31 marzo 2012

Il Volto di Cristo (la Veronica) e la Sindone

Veronica e il volto di Gesù 
Hans Memling, 1433
Secondo la tradizione cristiana, la Veronica è il telo con cui una donna, dal nome Veronica, asciugò il volto di Gesù durante la salita al Calvario, sul telo sarebbe rimasta impressa l’immagine del volto di Cristo. Certezze, supposizioni e ipotesi sulla figura storica e religiosa di Gesù, da sempre, affascinano indistintamente il sentimento e la ragione. Conseguentemente alla mancanza di fonti biografiche certe, si ha uno straordinario numero di leggende, aneddoti e opere artistiche che tentano di riprodurre e dare suggerimenti su quale potesse essere l'aspetto fisico di Cristo; in tempi più moderni, si è tentato, con l'aiuto della storiografia e di indagini scientifiche, di ipotizzare particolari fisici del corpo di Cristo: notevoli i risultati della "lettura" attraverso la Sacra Sindone, il lenzuolo dove è rimasta impressa l'impronta del corpo di un uomo che alcuni hanno voluto identificare con Gesù, per la caratteristica di aver subito lo stesso tipo di morte: la crocifissione. Il volto di Gesù è sicuramente l'aspetto che più è stato studiato attraverso la Sindone e le riproduzioni iconografiche; già nel Medioevo, esisteva il culto della Veronica, un velo con impresso il volto di Cristo: era adorato da migliaia di fedeli che raggiungevano Roma in occasioni dell’anno santo per pregare di fronte al velo. Alcuni ritengono che sia la stessa Veronica che oggi si trova nel comune di Manoppello (Pescara), dopo aver peregrinato attraverso Roma, Costantinopoli ed Edessa. Storicamente non esiste una testimonianza di un telo "Veronica" come quello di Roma fino al 1011. Deve essere assai probabile, perciò, che la Veronica fosse una copia d’artista della Santa Sindone che era recentemente giunta a Costantinopoli nelle sembianze dell'Immagine di Edessa, e che la Veronica (come “vera icona” delle “vere sembianze" di Gesù) sia stata inviata a Roma come regalo dell'imperatore di Bisanzio in un qualche momento verso la fine del X secolo o all'inizio dell'XI. 
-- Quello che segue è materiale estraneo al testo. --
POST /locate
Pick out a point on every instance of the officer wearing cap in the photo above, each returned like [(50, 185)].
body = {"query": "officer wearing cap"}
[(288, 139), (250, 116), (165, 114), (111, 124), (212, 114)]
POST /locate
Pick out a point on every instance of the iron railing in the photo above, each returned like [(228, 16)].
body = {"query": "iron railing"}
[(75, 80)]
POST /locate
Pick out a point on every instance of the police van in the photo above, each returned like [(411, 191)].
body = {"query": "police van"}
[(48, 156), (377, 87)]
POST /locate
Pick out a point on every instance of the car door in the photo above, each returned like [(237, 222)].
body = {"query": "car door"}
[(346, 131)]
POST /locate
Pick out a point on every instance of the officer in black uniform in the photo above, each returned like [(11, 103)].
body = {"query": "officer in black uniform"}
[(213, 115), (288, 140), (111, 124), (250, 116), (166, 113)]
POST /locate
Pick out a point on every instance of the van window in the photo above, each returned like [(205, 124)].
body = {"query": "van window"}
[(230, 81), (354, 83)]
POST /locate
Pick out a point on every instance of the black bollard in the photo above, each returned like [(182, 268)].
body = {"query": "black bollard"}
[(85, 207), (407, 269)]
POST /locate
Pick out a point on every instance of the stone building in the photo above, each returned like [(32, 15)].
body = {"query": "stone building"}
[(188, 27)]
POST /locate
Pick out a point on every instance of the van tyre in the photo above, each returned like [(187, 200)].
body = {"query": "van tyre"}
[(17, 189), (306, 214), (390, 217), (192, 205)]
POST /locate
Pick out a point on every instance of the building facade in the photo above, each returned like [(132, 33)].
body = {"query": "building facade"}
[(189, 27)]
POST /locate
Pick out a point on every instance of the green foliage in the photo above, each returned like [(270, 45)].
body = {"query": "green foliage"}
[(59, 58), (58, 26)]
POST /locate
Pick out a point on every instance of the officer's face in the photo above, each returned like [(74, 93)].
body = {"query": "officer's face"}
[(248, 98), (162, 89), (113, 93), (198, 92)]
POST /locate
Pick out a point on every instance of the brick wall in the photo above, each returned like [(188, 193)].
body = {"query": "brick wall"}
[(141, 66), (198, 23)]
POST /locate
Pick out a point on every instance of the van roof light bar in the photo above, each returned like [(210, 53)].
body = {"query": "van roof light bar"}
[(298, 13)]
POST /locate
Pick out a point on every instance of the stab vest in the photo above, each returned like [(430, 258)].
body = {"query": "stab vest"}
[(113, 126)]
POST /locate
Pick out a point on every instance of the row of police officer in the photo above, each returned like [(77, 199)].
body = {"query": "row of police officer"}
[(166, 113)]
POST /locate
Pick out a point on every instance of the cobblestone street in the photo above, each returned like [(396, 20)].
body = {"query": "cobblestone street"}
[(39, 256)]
Imago Pietatis del Maestro della Madonna Strauss, 1400
La tradizione, comunque, distingue un Mandylion di Edessa dalla Veronica che oggi si conserva al Vaticano. Le fonti iconografiche che riportano il volto di Gesù sono anch'esse da secoli oggetto di studio: opere pittoriche, libri di preghiera e codici miniati. Tra queste esistono le cosiddette opere acheropite, che secondo la tradizione sono considerate non opera dell'uomo ma il risultato di miracoli o dell'intervento di angeli. Fu soprattutto nel XV secolo che si diffuse presso gli artisti il bisogno di rappresentare il volto di Cristo, così come descritto nelle immagini acheropite o come alcuni avevano visto nella Veronica che, in occasione del Giubileo del 1300, fu per la prima volta, esposta ai fedeli; si sa inoltre che nel XIII secolo, l'Europa venne a conoscenza della Sacra Sindone e questo contribuì alla diffusione iconografica del volto di Cristo rappresentato su un telo. Significativo a questo proposito è il dipinto Imago pietatis con Maria e Maria Maddalena del Maestro della Madonna Strauss che, datato intorno al 1400, rappresenta Gesù Cristo accolto dal pianto e dalle cure di Maria e Maria Maddalena, appena deposto dalla croce e, al cui corpo, è legato il telo in cui era stato avvolto dove è impressa l'immagine del suo volto, mentre sullo sfondo sono raffigurate le vicende della passione di Cristo a partire dal tradimento di Giuda.